Reasoning Field Normalization¶

Status: Planned — #185

Normalize reasoning_content / thinking fields across OpenAI Chat-compatible providers (e.g. DeepSeek, Qwen) via shim transforms instead of per-provider converter code.

Shim System¶

Per-Model Transforms (ModelShim)¶

Status: Planned — #192

Restore ModelShim to enable per-model transform rules — different models from the same provider may need different field handling.

Gateway¶

Upstream Timeout & Circuit Breaker¶

Status: Planned — #121

Configurable per-provider timeouts and circuit breaker pattern to handle slow or failing upstreams gracefully.

Rate Limiting Middleware¶

Status: Planned — #124

Token-bucket or sliding-window rate limiting per API key or per client IP.

Enhanced Error Responses¶

Status: Planned — #123

Include upstream error context in gateway error responses for easier debugging.

Cost Tracking per Provider¶

Status: Open — #131

Track token usage costs per provider and surface them in the admin dashboard.

Fallback Chain & Load Balancing¶

Status: Open — #129

Automatic failover to backup providers when the primary is unavailable, with optional load balancing across multiple providers.

Provider Support¶

LM Studio¶

Status: Deferred — #42

LM Studio provides OpenAI-compatible local inference. Works with the existing openai_chat converter via gateway configuration. Low priority as it already works without dedicated support.

HuggingFace Inference API¶

Status: Deferred — #40

HuggingFace Inference API supports multiple model formats.
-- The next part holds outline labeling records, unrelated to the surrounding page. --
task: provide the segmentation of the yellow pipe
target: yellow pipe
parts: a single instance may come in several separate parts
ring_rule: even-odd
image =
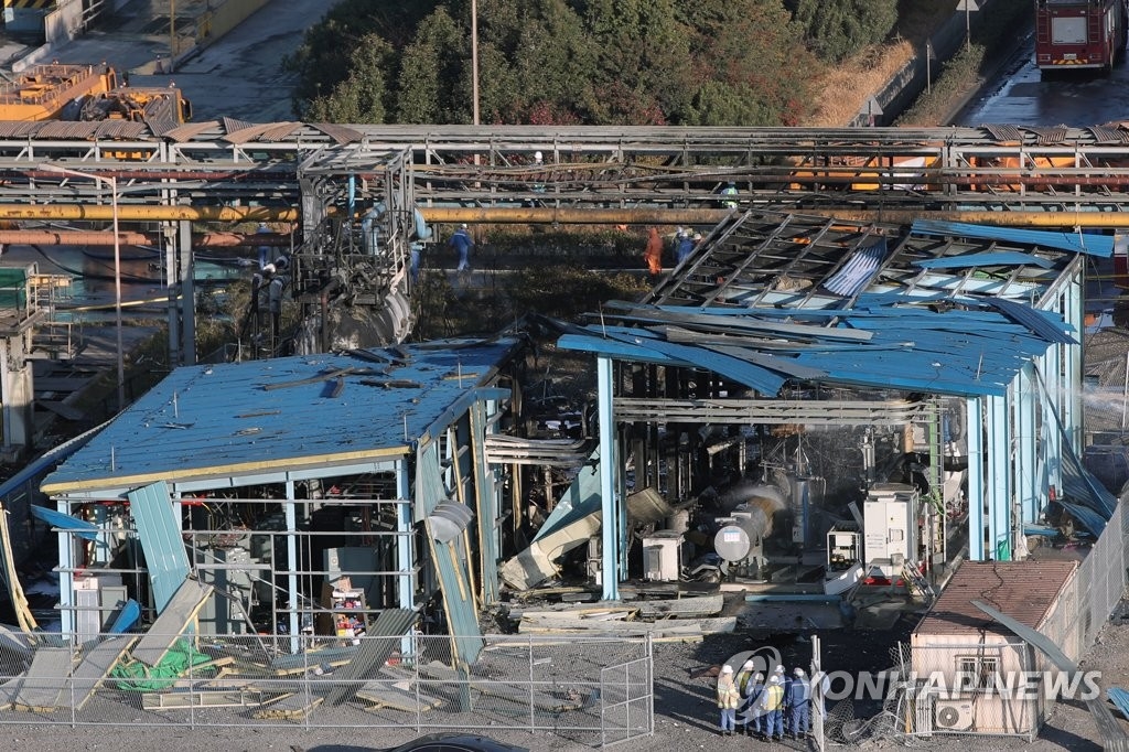
[[[114,209],[108,204],[0,204],[0,219],[90,219],[111,220]],[[135,207],[119,206],[122,221],[211,221],[211,222],[289,222],[298,219],[298,210],[274,207]]]
[[[777,211],[833,217],[858,222],[909,225],[917,219],[959,221],[1007,227],[1129,227],[1129,212],[1103,211],[928,211],[920,209],[797,209]],[[425,207],[429,222],[491,222],[522,225],[716,225],[728,209],[576,209],[526,207]],[[121,221],[281,222],[299,219],[298,209],[286,207],[152,207],[120,206]],[[0,204],[0,220],[111,220],[105,204]]]
[[[1006,227],[1129,227],[1129,212],[1102,211],[929,211],[921,209],[787,209],[773,211],[831,217],[856,222],[910,225],[918,219],[1000,225]],[[429,222],[496,222],[527,225],[716,225],[728,209],[553,209],[517,207],[427,207]]]

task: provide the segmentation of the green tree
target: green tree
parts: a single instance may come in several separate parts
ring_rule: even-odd
[[[796,20],[816,54],[839,63],[886,40],[898,23],[898,0],[797,0]]]
[[[403,52],[396,122],[471,122],[471,45],[446,7],[423,19]]]
[[[383,123],[388,96],[384,71],[391,67],[392,45],[367,34],[350,55],[349,76],[327,95],[317,96],[306,116],[330,123]]]
[[[294,111],[306,119],[313,102],[329,96],[350,77],[353,53],[373,34],[393,49],[406,43],[404,29],[414,30],[435,10],[436,0],[341,0],[306,30],[301,45],[282,59],[283,70],[297,73],[291,94]]]

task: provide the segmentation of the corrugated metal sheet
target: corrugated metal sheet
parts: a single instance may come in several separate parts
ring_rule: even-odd
[[[139,488],[126,496],[130,516],[137,525],[145,552],[149,582],[152,583],[154,605],[157,613],[161,613],[191,571],[181,535],[181,515],[173,506],[165,481]]]
[[[1041,269],[1053,269],[1054,263],[1040,259],[1033,253],[1018,251],[996,251],[991,253],[969,253],[960,256],[942,256],[940,259],[921,259],[914,261],[914,266],[921,269],[969,269],[971,266],[1022,266],[1034,264]]]
[[[61,495],[403,456],[452,404],[489,384],[518,346],[462,339],[366,357],[177,368],[42,488]],[[338,396],[322,394],[329,374],[344,379]]]
[[[881,238],[874,245],[852,253],[850,259],[823,282],[823,287],[835,295],[847,297],[857,295],[870,283],[885,257],[886,239]]]
[[[996,308],[1015,323],[1026,326],[1032,331],[1032,333],[1039,335],[1048,342],[1079,344],[1076,339],[1062,331],[1061,322],[1056,323],[1047,315],[1045,312],[1035,311],[1031,306],[1025,306],[1021,303],[1004,298],[989,300],[988,305]]]
[[[1021,131],[1016,125],[1008,125],[1007,123],[984,123],[980,128],[988,131],[989,135],[991,135],[996,141],[1023,143],[1023,131]]]
[[[338,143],[357,143],[365,138],[365,134],[352,128],[339,125],[336,123],[307,123],[310,128],[325,133]]]
[[[991,225],[969,225],[934,219],[913,222],[913,233],[928,235],[955,235],[970,238],[991,238],[1015,245],[1033,245],[1043,248],[1073,251],[1108,259],[1113,255],[1113,236],[1094,233],[1048,233],[1019,227],[994,227]]]
[[[1066,125],[1027,125],[1029,131],[1035,134],[1035,143],[1039,146],[1058,146],[1066,141]]]
[[[207,120],[201,123],[184,123],[183,125],[178,125],[170,131],[165,131],[165,138],[170,141],[176,141],[177,143],[183,143],[185,141],[191,141],[196,135],[207,133],[218,126],[218,120]]]
[[[341,705],[352,699],[361,682],[371,679],[384,662],[400,649],[400,638],[411,631],[419,615],[410,609],[385,609],[365,630],[365,639],[344,666],[333,672],[333,689],[325,705]]]
[[[587,336],[562,336],[563,349],[622,359],[709,368],[764,395],[789,378],[848,386],[900,388],[957,396],[999,395],[1015,375],[1053,342],[1070,342],[1061,317],[1013,303],[1008,315],[994,298],[938,306],[931,299],[885,294],[860,296],[856,308],[681,308],[681,325],[647,306],[605,309]],[[804,321],[781,322],[780,317]],[[654,317],[653,325],[638,325]],[[623,326],[622,323],[637,324]],[[849,333],[851,336],[846,338]],[[675,341],[671,341],[675,340]]]
[[[1038,629],[1077,566],[1074,561],[964,561],[913,632],[1010,633],[973,601],[992,603],[1001,613]]]

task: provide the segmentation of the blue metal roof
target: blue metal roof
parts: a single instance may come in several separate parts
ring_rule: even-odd
[[[50,495],[395,458],[517,339],[177,368],[44,479]]]
[[[1062,316],[1027,305],[1074,273],[1075,235],[764,211],[715,236],[644,303],[610,304],[558,344],[706,368],[763,396],[788,381],[987,396],[1076,343]],[[1103,237],[1085,252],[1112,248]]]

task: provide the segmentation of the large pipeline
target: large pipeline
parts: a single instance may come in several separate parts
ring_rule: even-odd
[[[121,245],[159,246],[157,234],[119,230],[117,242]],[[193,235],[193,247],[234,248],[238,246],[269,245],[289,247],[289,235],[278,233],[243,234],[243,233],[208,233]],[[114,244],[113,233],[97,230],[0,230],[0,245],[98,245]]]
[[[431,224],[487,222],[522,225],[716,225],[728,209],[560,209],[525,207],[421,207]],[[788,211],[777,209],[777,211]],[[857,222],[910,225],[922,217],[938,221],[998,225],[1005,227],[1122,228],[1129,212],[1101,211],[921,211],[917,209],[804,208],[793,213],[831,217]],[[110,221],[112,207],[105,204],[0,204],[0,220],[98,220]],[[119,207],[121,221],[296,221],[298,209],[272,207]],[[271,245],[263,243],[262,245]]]

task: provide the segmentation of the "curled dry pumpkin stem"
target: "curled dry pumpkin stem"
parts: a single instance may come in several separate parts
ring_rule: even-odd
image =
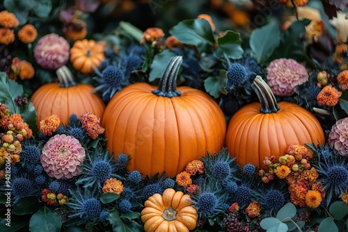
[[[169,207],[163,212],[162,217],[166,221],[173,221],[176,219],[176,214],[177,211],[173,209],[173,208]]]
[[[159,80],[158,88],[152,91],[154,94],[169,98],[181,96],[181,92],[176,89],[176,81],[182,63],[182,56],[175,56],[171,58]]]
[[[63,65],[56,71],[58,80],[61,85],[59,87],[68,88],[75,86],[76,82],[70,70],[65,65]]]
[[[258,95],[261,104],[260,113],[264,114],[277,113],[280,109],[272,90],[261,76],[256,76],[251,87]]]

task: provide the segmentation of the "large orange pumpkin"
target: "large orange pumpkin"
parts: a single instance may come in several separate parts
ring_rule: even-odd
[[[189,194],[167,188],[145,201],[141,221],[145,232],[189,232],[196,228],[198,213],[192,207]]]
[[[143,175],[174,176],[187,163],[218,152],[223,146],[226,122],[219,105],[206,93],[176,88],[181,56],[171,58],[157,89],[132,84],[108,103],[102,126],[115,158],[132,156],[127,166]]]
[[[244,106],[231,118],[226,145],[237,163],[264,167],[266,156],[284,156],[290,144],[324,144],[324,131],[317,118],[306,109],[276,98],[258,76],[253,83],[259,102]]]
[[[77,84],[72,74],[65,65],[56,73],[59,83],[42,85],[31,97],[36,110],[38,126],[40,120],[52,115],[57,115],[63,124],[69,122],[69,116],[72,113],[79,117],[90,111],[102,117],[105,103],[93,93],[93,85]]]

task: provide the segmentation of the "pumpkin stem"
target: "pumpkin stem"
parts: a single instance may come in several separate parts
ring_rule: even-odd
[[[181,96],[181,92],[176,89],[176,81],[179,68],[182,63],[182,56],[175,56],[171,58],[159,80],[158,88],[152,91],[154,94],[169,98]]]
[[[70,70],[65,65],[63,65],[56,71],[58,80],[61,85],[59,87],[68,88],[75,86],[76,82]]]
[[[176,219],[176,214],[177,211],[173,209],[173,208],[169,207],[164,211],[163,211],[163,214],[161,215],[162,217],[166,221],[173,221]]]
[[[251,87],[258,95],[261,104],[260,113],[264,114],[277,113],[280,109],[272,90],[261,76],[256,76]]]

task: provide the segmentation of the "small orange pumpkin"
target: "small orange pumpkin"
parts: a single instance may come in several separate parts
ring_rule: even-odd
[[[90,111],[100,118],[102,117],[105,103],[93,93],[93,85],[77,84],[70,70],[65,65],[56,73],[59,83],[42,85],[31,97],[36,110],[38,126],[40,120],[52,115],[57,115],[63,124],[68,124],[72,113],[79,117]]]
[[[187,163],[223,146],[226,122],[206,93],[176,88],[182,57],[172,57],[158,88],[146,83],[128,85],[109,102],[102,119],[106,146],[115,158],[132,156],[127,168],[143,175],[166,171],[173,177]]]
[[[293,103],[278,104],[268,85],[258,76],[252,84],[260,102],[244,106],[230,119],[226,145],[241,165],[264,167],[264,156],[278,159],[290,144],[324,144],[320,123],[308,110]]]
[[[77,40],[70,49],[70,62],[72,67],[83,74],[93,72],[105,59],[104,54],[105,42],[96,42],[93,40]]]
[[[167,188],[145,201],[141,211],[141,221],[145,232],[185,232],[196,228],[198,214],[191,206],[190,196],[181,191]]]

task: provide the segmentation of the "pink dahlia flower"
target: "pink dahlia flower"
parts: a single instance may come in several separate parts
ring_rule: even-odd
[[[292,95],[296,87],[308,79],[306,67],[293,59],[276,59],[267,67],[267,83],[278,96]]]
[[[79,165],[85,158],[85,149],[72,136],[56,135],[42,149],[40,160],[47,174],[57,179],[70,179],[81,172]]]
[[[69,60],[70,45],[55,33],[42,36],[35,46],[33,53],[36,63],[49,70],[56,70]]]
[[[342,156],[348,155],[348,117],[338,120],[332,126],[328,142]]]

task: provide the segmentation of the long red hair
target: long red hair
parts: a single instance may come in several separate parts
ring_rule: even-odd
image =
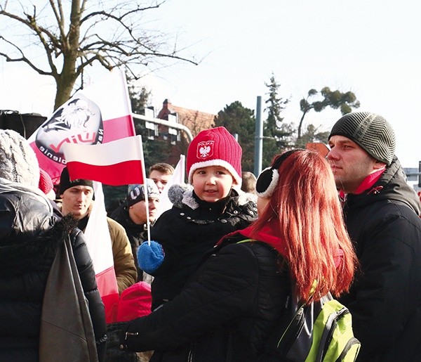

A dedicated converter or shim would enable routing to HuggingFace-hosted models. Deferred pending community interest.

Community Contributions¶

We welcome pull requests for any of the planned features above. Here's how to get started:

Check the issue tracker for open issues
Read the Core Concepts guide to understand the converter architecture
Look at existing converters (e.g., src/llm_rosetta/converters/openai_chat/) as templates
For new providers, consider creating a shim first — it's often enough
Run pre-commit run --all-files before submitting

For larger features, please open an issue first to discuss the approach.